My own paraphrasing: Essentially born out of ignorance, how would one's own reason and common sense, also derived from ignorance, help you ascertain the truth?
Here's the version I found & use..
- Do not go by revelation;
- Do not go by tradition;
- Do not go by hearsay;
- Do not go on the authority of sacred texts;
- Do not go on the grounds of pure logic;
- Do not go by a view that seems rational;
- Do not go by reflecting on mere appearances;
- Do not go along with a considered view because you agree with it;
- Do not go along on the grounds that the person is competent;
- Do not go along because "the recluse is our teacher."
- Kalamas, when you yourselves know: These things are unwholesome, these things are blameworthy; these things are censured by the wise; and when undertaken and observed, these things lead to harm and ill, abandon them...
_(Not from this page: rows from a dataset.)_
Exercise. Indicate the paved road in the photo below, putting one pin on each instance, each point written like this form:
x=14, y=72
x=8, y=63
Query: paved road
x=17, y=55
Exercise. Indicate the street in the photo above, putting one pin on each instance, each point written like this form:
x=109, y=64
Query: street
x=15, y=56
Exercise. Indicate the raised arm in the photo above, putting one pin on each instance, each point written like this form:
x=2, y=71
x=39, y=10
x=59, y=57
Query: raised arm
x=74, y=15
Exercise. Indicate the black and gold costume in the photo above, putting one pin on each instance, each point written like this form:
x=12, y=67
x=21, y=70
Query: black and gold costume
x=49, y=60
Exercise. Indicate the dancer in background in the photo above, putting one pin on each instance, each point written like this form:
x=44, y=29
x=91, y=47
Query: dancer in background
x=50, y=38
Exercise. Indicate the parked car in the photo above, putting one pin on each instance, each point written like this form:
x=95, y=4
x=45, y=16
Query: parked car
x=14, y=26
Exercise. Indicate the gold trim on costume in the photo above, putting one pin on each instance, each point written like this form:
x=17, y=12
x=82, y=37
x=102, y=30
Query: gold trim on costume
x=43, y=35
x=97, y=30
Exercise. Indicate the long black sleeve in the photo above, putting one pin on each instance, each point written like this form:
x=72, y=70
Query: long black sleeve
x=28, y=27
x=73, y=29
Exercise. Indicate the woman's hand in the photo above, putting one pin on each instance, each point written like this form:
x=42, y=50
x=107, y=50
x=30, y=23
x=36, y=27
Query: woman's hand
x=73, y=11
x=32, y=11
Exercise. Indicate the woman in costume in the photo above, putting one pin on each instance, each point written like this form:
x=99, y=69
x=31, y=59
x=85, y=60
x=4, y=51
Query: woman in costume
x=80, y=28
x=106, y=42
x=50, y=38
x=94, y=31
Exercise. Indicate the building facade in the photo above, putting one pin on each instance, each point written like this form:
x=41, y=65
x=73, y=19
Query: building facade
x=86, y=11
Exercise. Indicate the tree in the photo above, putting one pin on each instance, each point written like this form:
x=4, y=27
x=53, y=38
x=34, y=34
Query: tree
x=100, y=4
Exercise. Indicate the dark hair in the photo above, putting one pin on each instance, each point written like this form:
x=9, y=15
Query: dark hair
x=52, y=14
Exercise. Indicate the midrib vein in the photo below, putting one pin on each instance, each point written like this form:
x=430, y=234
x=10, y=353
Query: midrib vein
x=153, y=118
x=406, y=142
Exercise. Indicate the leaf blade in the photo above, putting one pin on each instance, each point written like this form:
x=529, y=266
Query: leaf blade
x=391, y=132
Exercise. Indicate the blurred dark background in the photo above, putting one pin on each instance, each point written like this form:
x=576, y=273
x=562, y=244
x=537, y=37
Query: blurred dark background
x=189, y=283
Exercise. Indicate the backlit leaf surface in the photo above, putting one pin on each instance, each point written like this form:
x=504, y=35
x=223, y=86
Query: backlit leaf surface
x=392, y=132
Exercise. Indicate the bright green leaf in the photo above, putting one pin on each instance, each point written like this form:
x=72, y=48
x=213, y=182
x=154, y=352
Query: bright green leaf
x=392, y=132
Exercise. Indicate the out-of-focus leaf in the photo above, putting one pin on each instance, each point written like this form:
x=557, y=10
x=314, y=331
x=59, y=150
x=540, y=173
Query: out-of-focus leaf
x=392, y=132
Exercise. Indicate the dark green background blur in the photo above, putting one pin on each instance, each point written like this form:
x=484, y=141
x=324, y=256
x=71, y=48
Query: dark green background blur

- Kalamas, when you know for yourselves: These are wholesome; these things are not blameworthy; these things are praised by the wise; undertaken and observed, these things lead to benefit and happiness, having undertaken them, abide in them.
Kalama Sutta - Angutarra Nikaya 3.65
You can note that Gautama's telling people to trust what they have experience-induced-understanding of, not what mere-cognition or mere-idea or mere-consensus, etc, push.
In AwakeSoulism/Buddhism there is a concept of valid knowledge which helps understand what Gautama's trying to communicate:
WHEN one knows something sooo profoundly, that even being killed, again & again & again through reincarnation cannot blot-out, displace, or hide that knowing, THAT is what valid knowing means: it is simply "meaning one can take with one", but taken to its ultimate-limit, so one's continuum/soul is doing the knowing, not merely one's SurfaceMind, or one's LifeMind ( unconscious-mind, in us, or dreaming-mind ).